Niall Horan Album Review


If you have ever skimmed a pop culture magazine, watched the VMA’s, or listened to your local radio station, the famous British-Irish group known as One Direction needs no introduction. When Syco Record’s pop boy band declared an “indefinite hiatus” in 2016, the four remaining group members separated, signed onto various record companies, and started pursuing their own musical stylings. Emerging recently as New Artist of the Year at the 2017 American Music Awards is 1D’s very own Niall Horan. The 24-year-old Irish singer recently released his first solo, “This Town,” on September 29th of last year. Next, in May 2017, Horan came out with his funk-pop hit “Slow Hands,” which debuted at No. 1 in forty-four countries, topping at #11 on the Billboard Hot 100. By the release of his pop ballad “Too Much to Ask” on September 15th, Horan announced his debut studio album, Flicker, released October 20th, 2017.

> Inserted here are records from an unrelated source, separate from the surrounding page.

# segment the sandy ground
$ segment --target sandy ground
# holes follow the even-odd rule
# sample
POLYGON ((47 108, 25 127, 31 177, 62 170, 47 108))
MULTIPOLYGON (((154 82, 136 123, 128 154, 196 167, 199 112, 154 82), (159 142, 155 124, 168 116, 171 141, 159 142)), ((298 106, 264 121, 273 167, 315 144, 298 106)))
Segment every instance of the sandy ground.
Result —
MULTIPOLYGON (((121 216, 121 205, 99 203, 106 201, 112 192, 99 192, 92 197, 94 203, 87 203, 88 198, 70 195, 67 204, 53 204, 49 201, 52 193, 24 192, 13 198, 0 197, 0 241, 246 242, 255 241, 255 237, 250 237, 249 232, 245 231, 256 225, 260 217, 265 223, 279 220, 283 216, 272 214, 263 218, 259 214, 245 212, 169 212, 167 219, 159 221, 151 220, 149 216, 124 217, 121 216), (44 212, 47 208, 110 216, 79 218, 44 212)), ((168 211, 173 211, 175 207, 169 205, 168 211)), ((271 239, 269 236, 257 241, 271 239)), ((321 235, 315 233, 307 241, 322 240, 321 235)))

While the popularity of the album certainly comes from the global fanbase encompassing One Direction, it is apparent in Flicker that Horan steers clear of his pop rock past and embraces a folk pop and country blend true to his Irish upbringing. Such stylings contrast sharply with the genres of his competing soloist bandmates, whose works alternatively comprise of electropop, soft rock, R&B, and hip hop. Commercially successful classic rock groups, such as The Eagles, Fleetwood Mac, Jackson Browne, and Tom Petty, inspire Horan’s songwriting.  His own distinguished songwriting enables the album to bask in an aura of authenticity. Each song is carried on by way of the acoustic guitar; he odes the fingerpicking and chord choice to the classic rock groups that inspired him.

Thematically, Niall’s Flicker delves into the multifaceted world of romance. The lyrics of each track conveys the songwriter’ desires, experiences, and thoughts. Some even incorporate his imagination, such as “Mirrors.” In a 2017 interview with Fresh 102.7 in New York, Horan remarks that he wrote “Mirrors” after observing a girl in a café. He perceived the girl to be sad and depressed until a waiter came over and made her laugh. From this simple observation, Horan creates a life story of the girl in his head and it prompted him to write the song. In his tune, love heals insecurities. The arrangement of the thirteen tracks seemingly does not follow a storyline, but rather express the varying stages of love in the hearts of becoming adults. “Seeing Blind,” a folk-pop love song done with Nashville singer Maren Morris, shows how love can be unexpected, but nonetheless true and real between two partners. “Since We’re Alone” describes how committed relationships reveal a private pathway for the lovers to be open and honest, for such love is unconditional.  The title track “Flicker” reveals how little things pervade the heart and mind throughout relationships and generate conflict. However, the question of breaking up can be surpassed by a single thought, “a flicker of hope,” that can rekindle the romance. While the lyrics that comprise some songs are open to interpretation, none are as hard to follow as “On My Own.” Nonetheless, the vivacious and nostalgic tune refreshes listeners with a roadmap to uncovering self-love.       

All in all, Flicker is a pure reflection of Horan’s newfound musical maturity. While the lyrics may be simple, and some even extraneous, they reflect the genuine nature of the album. The songs are clearly crafted by Horan’s passions and inspirations. Flicker is a series of songs defined by an overall relaxed atmosphere that promotes personal solace in interpersonal relationships. The album resonates well with most any aged audiences but is especially well-suited for those wishing to pursue a road trip, those searching for positive vibes, or for those avid fans who are seeking hope in a One Direction reunion. Moreover, those who grew up listening to the classic rock that impacted Horan’s writing will appreciate his style. If you think Irish folk-pop is not your favorite genre, this album might just change your mind.